# T10 Dimensionality reduction

## Principal component analysis

We generate an artifical dataset consisting of three variables. The three variables show some dynamics as function of time which varies from [0,10] s. 

We will perform a Principal Component Analysis on this dataset. The aim is to find two latent varaibles which could account for the dynamics of the original three variables. 

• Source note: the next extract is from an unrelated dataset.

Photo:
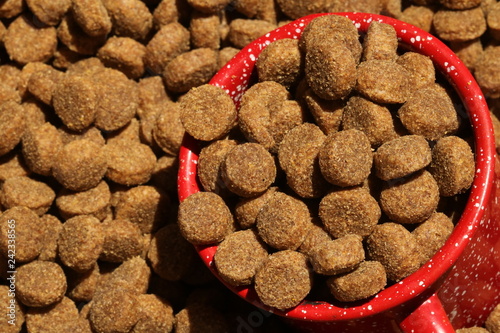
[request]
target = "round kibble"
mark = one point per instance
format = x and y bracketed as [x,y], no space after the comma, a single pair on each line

Let's start by importing the necessary libraries and creating the variables. 

In [11]:
import numpy as np
import matplotlib.pyplot as plt
from sklearn.decomposition import PCA

%matplotlib notebook

# generating three time-dependent variables 
t = np.arange(1000)/100. # time array 
x1 = np.sin(t) + t/1. + np.random.rand(len(t))/2.
x2 = np.sin(t) - t/1. + np.random.rand(len(t))/2.
x3 = t/1. + np.random.rand(len(t))/2.


#### Visualize the raw data

As usual let's start by plotting the data first. Simply display the three variables as function of time. 

In [12]:
# your code goes here

#### Visualize the raw data in 3D

Let's also look at the three variables in the 3-dimensional space, where x1, x2 and x3 are used as x, y and z. You can use the matplotlib function `plot3D()` which takes `x, y` and `z` as input arguments. Note that time is not explictely plotted in this depiction. It is implicit in the trajectory of the data. 

What do you observe when rotating the axes (use the interactive modus through `%matplotlib notebook`)? 

In [15]:
from mpl_toolkits import mplot3d




#### Check the correlation structure between variables

PCA removes correlations between variables. Let's see whether correlations between the three variables exist. In other words, let's calculate the covariance matrix. Use the matplotlib `np.cov()` function with the three variables as input argument. 

In [7]:
# your code goes here

#### Calculate the PCA 

Let's now move on to perform the PCA analysis. We will use the scikit learn module, specifically the `PCA` function in `sklearn.decomposition`. We will look at the PCA components (via `pca.components_`, the explained variance (via `pca.explained_variance_`) and the covariance matrix from the PCA (via `pca.get_covariance()`).  

In [8]:
# perform PCA analysis 
X = np.column_stack((x1,x2,x3)) # first we have to concatenate the three variables 
pca = PCA(n_components=3)
pca.fit(X)


PCA(copy=True, iterated_power='auto', n_components=3, random_state=None,
  svd_solver='auto', tol=0.0, whiten=False)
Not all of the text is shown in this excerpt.